Founded in just 2017, Luckin has quickly capitalized on a fast-growing number of coffee drinkers in China, traditionally a tea-drinking country, especially in more urban areas and among younger professionals as tastes change. Mordor Intelligence has forecast China’s coffee market will grow at a compound annual rate of over 10% between 2021 and 2026 after taking a hit in 2020 due to strict lockdowns during the Covid-19 pandemic.

However, Chinese consumers still drink just six cups of coffee per capita a year, data from Statista shows, putting the country well behind the U.S. and European countries. Sensing a big opportunity, competition has intensified in the market with an increasing number of domestic brands and international players entering.

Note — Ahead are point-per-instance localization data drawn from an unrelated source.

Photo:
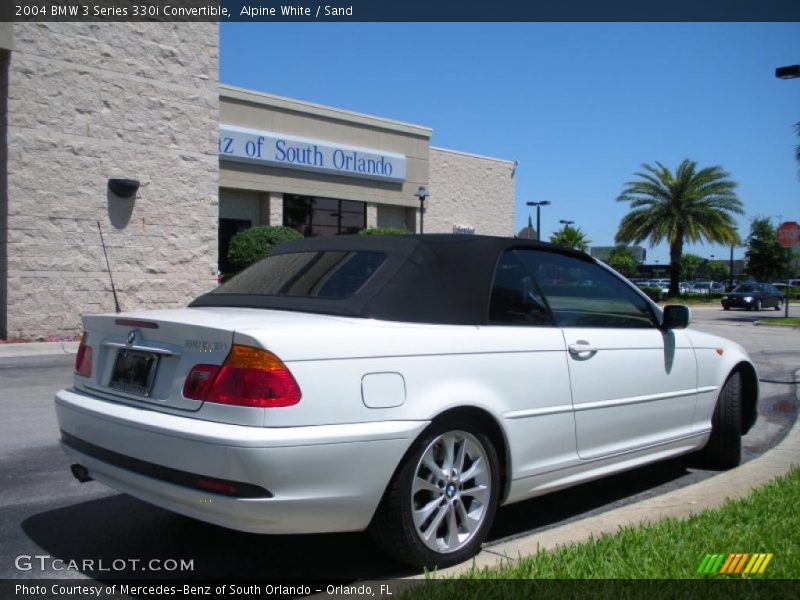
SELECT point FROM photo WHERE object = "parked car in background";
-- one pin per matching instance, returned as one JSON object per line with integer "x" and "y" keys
{"x": 373, "y": 383}
{"x": 753, "y": 296}
{"x": 707, "y": 287}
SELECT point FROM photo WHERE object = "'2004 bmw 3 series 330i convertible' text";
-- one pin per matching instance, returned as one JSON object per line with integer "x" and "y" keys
{"x": 405, "y": 385}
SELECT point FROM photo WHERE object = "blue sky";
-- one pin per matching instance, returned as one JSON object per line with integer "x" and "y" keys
{"x": 580, "y": 106}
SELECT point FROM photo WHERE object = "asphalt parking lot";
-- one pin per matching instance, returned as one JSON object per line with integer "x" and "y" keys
{"x": 44, "y": 511}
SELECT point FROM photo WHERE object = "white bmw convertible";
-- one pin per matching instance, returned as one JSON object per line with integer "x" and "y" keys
{"x": 407, "y": 386}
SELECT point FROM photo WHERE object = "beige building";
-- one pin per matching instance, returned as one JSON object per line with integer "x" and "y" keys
{"x": 285, "y": 162}
{"x": 122, "y": 129}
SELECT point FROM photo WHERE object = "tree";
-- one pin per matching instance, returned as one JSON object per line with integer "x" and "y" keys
{"x": 251, "y": 245}
{"x": 690, "y": 263}
{"x": 623, "y": 261}
{"x": 766, "y": 259}
{"x": 717, "y": 270}
{"x": 570, "y": 237}
{"x": 689, "y": 205}
{"x": 797, "y": 148}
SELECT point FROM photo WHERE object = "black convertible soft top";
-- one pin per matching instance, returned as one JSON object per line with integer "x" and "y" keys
{"x": 430, "y": 278}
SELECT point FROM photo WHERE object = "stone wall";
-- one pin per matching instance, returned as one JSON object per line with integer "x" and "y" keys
{"x": 88, "y": 102}
{"x": 472, "y": 191}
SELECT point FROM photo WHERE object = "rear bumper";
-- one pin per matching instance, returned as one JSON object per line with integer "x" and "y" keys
{"x": 321, "y": 478}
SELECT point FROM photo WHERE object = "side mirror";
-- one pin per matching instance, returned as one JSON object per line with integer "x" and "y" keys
{"x": 676, "y": 316}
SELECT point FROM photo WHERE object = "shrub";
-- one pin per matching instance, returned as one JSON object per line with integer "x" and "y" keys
{"x": 385, "y": 231}
{"x": 654, "y": 293}
{"x": 251, "y": 245}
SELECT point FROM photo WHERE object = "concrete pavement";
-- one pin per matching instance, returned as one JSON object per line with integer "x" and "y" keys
{"x": 37, "y": 349}
{"x": 680, "y": 503}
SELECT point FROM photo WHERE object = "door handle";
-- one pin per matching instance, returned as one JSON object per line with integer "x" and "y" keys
{"x": 580, "y": 348}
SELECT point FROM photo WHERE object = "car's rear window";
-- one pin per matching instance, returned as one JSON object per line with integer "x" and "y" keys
{"x": 310, "y": 274}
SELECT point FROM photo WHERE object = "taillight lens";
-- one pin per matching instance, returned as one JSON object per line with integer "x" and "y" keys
{"x": 248, "y": 377}
{"x": 83, "y": 360}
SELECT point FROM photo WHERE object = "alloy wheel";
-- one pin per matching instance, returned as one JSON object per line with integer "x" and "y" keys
{"x": 451, "y": 491}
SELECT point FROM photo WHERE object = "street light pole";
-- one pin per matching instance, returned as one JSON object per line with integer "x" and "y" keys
{"x": 422, "y": 193}
{"x": 790, "y": 72}
{"x": 730, "y": 270}
{"x": 538, "y": 206}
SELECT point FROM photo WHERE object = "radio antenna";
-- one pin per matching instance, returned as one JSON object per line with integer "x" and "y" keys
{"x": 108, "y": 267}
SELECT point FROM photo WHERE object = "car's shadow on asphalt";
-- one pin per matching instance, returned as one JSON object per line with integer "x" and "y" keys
{"x": 120, "y": 528}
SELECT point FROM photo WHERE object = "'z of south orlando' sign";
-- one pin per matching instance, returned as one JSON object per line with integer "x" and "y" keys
{"x": 277, "y": 150}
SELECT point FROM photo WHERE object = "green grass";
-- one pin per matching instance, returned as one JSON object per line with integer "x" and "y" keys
{"x": 768, "y": 520}
{"x": 785, "y": 321}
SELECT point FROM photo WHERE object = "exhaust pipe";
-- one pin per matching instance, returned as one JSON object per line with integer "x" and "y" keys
{"x": 80, "y": 473}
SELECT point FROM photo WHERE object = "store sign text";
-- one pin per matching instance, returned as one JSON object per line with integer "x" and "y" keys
{"x": 271, "y": 149}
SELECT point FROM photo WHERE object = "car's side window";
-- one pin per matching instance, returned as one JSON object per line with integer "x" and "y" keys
{"x": 515, "y": 298}
{"x": 583, "y": 294}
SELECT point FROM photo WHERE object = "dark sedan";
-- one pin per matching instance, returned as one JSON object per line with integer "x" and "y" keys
{"x": 753, "y": 296}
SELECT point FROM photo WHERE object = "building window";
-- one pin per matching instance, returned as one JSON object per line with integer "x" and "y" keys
{"x": 315, "y": 217}
{"x": 227, "y": 229}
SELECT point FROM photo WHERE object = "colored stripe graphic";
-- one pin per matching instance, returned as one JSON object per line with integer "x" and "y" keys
{"x": 733, "y": 563}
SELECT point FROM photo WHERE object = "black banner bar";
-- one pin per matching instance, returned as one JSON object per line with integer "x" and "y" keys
{"x": 733, "y": 588}
{"x": 399, "y": 11}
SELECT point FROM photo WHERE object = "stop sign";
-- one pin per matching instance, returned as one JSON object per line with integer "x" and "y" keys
{"x": 788, "y": 234}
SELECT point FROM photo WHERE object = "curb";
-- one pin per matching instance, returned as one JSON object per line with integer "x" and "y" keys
{"x": 38, "y": 349}
{"x": 680, "y": 503}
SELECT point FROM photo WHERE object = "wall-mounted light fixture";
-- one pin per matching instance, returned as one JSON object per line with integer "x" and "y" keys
{"x": 124, "y": 188}
{"x": 790, "y": 72}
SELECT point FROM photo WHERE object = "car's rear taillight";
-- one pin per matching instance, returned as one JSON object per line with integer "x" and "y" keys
{"x": 83, "y": 359}
{"x": 248, "y": 377}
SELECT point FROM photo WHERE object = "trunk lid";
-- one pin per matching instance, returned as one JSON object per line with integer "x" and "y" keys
{"x": 144, "y": 357}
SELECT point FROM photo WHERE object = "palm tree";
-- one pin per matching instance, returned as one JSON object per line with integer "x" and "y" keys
{"x": 570, "y": 237}
{"x": 689, "y": 205}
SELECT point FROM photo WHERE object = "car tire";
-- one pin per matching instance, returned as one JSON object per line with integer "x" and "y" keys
{"x": 403, "y": 525}
{"x": 724, "y": 447}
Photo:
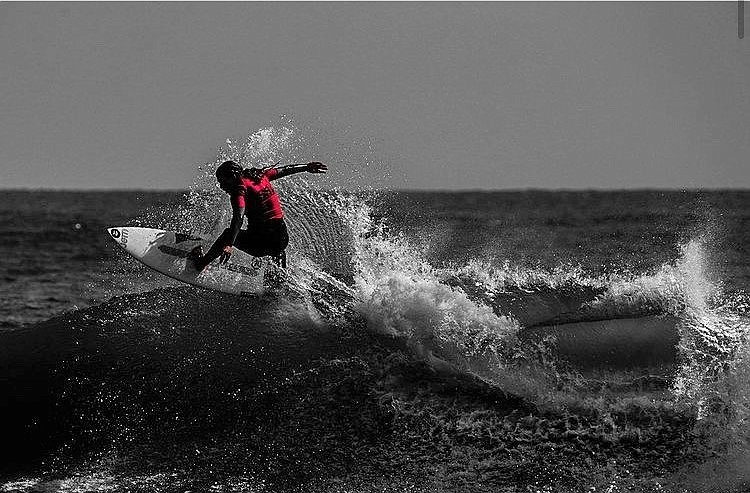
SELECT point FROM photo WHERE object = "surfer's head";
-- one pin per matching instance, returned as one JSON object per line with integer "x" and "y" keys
{"x": 227, "y": 174}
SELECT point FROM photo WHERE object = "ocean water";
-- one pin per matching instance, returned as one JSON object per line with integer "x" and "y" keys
{"x": 493, "y": 341}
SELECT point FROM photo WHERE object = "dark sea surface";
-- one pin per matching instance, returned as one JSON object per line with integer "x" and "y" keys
{"x": 474, "y": 341}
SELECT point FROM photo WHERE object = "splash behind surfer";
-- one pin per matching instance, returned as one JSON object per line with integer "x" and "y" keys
{"x": 253, "y": 196}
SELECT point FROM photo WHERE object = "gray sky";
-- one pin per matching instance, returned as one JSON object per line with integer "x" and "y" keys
{"x": 477, "y": 95}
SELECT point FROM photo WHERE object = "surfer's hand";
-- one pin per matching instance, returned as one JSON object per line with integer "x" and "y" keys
{"x": 316, "y": 167}
{"x": 225, "y": 254}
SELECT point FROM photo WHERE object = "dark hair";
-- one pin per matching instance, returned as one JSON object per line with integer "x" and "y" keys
{"x": 228, "y": 168}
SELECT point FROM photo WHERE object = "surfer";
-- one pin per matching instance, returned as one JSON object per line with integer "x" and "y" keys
{"x": 252, "y": 195}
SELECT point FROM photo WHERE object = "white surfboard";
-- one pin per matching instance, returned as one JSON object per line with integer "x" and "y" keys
{"x": 167, "y": 251}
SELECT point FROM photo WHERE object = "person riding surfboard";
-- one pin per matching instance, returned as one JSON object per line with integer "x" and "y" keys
{"x": 253, "y": 196}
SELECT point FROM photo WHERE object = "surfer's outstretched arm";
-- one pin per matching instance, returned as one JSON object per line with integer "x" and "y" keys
{"x": 314, "y": 167}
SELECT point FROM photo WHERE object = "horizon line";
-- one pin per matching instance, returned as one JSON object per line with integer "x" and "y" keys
{"x": 407, "y": 190}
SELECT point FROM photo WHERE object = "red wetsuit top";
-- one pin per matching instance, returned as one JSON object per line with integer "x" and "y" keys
{"x": 260, "y": 200}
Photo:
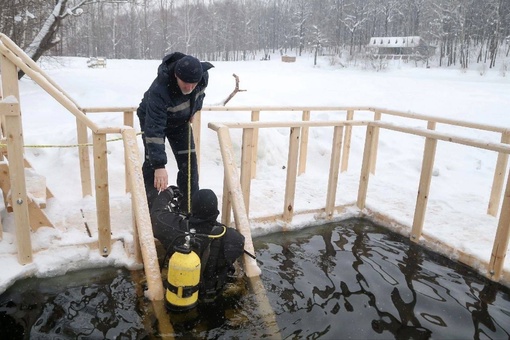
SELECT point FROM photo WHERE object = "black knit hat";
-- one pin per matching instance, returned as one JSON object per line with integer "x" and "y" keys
{"x": 189, "y": 69}
{"x": 204, "y": 205}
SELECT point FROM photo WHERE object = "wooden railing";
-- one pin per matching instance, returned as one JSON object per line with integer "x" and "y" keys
{"x": 494, "y": 265}
{"x": 12, "y": 58}
{"x": 237, "y": 186}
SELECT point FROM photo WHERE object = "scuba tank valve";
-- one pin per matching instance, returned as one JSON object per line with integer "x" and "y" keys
{"x": 183, "y": 278}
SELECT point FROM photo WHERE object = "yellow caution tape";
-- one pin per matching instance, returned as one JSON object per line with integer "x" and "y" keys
{"x": 66, "y": 146}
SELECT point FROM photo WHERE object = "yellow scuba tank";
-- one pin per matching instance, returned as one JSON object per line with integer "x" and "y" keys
{"x": 183, "y": 278}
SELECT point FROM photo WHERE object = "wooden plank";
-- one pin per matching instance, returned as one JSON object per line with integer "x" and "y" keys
{"x": 303, "y": 148}
{"x": 336, "y": 148}
{"x": 365, "y": 168}
{"x": 18, "y": 188}
{"x": 498, "y": 180}
{"x": 246, "y": 164}
{"x": 429, "y": 154}
{"x": 500, "y": 246}
{"x": 83, "y": 154}
{"x": 290, "y": 183}
{"x": 255, "y": 117}
{"x": 240, "y": 216}
{"x": 128, "y": 121}
{"x": 142, "y": 217}
{"x": 102, "y": 193}
{"x": 36, "y": 74}
{"x": 377, "y": 117}
{"x": 226, "y": 204}
{"x": 347, "y": 142}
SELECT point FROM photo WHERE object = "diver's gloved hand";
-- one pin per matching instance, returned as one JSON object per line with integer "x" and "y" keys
{"x": 217, "y": 230}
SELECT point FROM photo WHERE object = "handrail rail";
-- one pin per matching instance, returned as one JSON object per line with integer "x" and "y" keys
{"x": 9, "y": 61}
{"x": 501, "y": 241}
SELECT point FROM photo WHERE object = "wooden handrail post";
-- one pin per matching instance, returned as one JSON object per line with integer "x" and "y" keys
{"x": 142, "y": 218}
{"x": 303, "y": 148}
{"x": 102, "y": 193}
{"x": 429, "y": 154}
{"x": 11, "y": 113}
{"x": 334, "y": 169}
{"x": 255, "y": 117}
{"x": 500, "y": 246}
{"x": 9, "y": 108}
{"x": 129, "y": 120}
{"x": 377, "y": 117}
{"x": 290, "y": 183}
{"x": 347, "y": 142}
{"x": 499, "y": 179}
{"x": 83, "y": 155}
{"x": 226, "y": 203}
{"x": 246, "y": 164}
{"x": 240, "y": 216}
{"x": 365, "y": 167}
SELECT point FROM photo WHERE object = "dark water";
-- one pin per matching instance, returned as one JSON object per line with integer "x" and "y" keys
{"x": 351, "y": 280}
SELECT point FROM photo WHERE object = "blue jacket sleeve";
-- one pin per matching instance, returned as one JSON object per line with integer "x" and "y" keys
{"x": 155, "y": 123}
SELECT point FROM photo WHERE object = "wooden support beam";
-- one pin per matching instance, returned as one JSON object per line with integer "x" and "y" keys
{"x": 255, "y": 117}
{"x": 499, "y": 178}
{"x": 334, "y": 169}
{"x": 246, "y": 164}
{"x": 290, "y": 183}
{"x": 427, "y": 167}
{"x": 365, "y": 167}
{"x": 240, "y": 216}
{"x": 142, "y": 218}
{"x": 500, "y": 246}
{"x": 9, "y": 107}
{"x": 102, "y": 193}
{"x": 347, "y": 142}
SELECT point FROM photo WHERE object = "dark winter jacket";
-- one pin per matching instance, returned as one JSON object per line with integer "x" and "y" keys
{"x": 164, "y": 107}
{"x": 167, "y": 226}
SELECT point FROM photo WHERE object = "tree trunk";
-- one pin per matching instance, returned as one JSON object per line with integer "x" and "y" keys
{"x": 46, "y": 38}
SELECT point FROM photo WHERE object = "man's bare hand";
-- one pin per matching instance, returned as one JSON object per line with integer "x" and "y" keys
{"x": 160, "y": 179}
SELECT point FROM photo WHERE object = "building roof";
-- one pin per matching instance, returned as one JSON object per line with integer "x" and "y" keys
{"x": 412, "y": 41}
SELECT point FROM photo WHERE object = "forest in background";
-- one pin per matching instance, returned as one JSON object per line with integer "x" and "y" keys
{"x": 463, "y": 31}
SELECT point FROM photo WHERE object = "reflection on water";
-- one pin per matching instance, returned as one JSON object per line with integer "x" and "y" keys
{"x": 356, "y": 280}
{"x": 346, "y": 280}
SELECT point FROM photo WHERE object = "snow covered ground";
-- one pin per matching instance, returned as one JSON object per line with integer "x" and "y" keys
{"x": 460, "y": 187}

One recent high-profile case saw Italy’s Lavazza partner with Yum China Holdings YUMC, operator of Chinese KFC restaurants, to launch its coffee shop concept in China last year. The homegrown Manner Coffee, a Shanghai coffee chain backed by internet giant ByteDance, is mulling an IPO in Hong Kong as soon as next year, Bloomberg has reported, citing people familiar with the matter.

It also remains to be seen whether Luckin, whose online ordering and take-out only concepts contrast with Starbucks’ more high-end lounge format, can continue to grow its customer base as other chains and even convenience stores roll out similar coffee-on-the-go offerings. Even Starbucks has joined the coffee-on-the-go act with its own “Starbucks Now” concept developed for the China market.

Luckin said its average monthly transacting customers in the first half of the year stood at 10.5 million, up 35.1% on the same period a year ago, even as its store count grew at a much slower 3.3% in the second quarter to 5,259. As part of its turnaround story, the company is doing more business through franchised stores, which now make up nearly a quarter of its total.

Luckin’s latest figures compare with Starbucks’ 5,360 stores in China in the U.S. giant’s latest fiscal quarter through Oct. 3, according to its latest results announced on Thursday.

Luckin’s ability to successfully rewrite its story will depend on whether it can win back investors’ trust given its dodgy past. Pink sheet shares are more lightly regulated than their mainboard peers, and are also typically more lightly traded, posing a challenge for investors who want to trade in big volumes.

Yong Rong (HK) Asset Management Ltd. recently bought into Luckin and is now the company’s biggest institutional shareholder, data shows. Principal shareholders include Beijing-based investors Centurium Capital and Joy Capital.

Given the current tepid enthusiasm for Chinese stocks due to regulatory worries in China and greater scrutiny of U.S.-listed Chinese firms, Luckin might be better suited to a listing in Asia once it gets its house back in order and is ready to serve itself up again to big investors.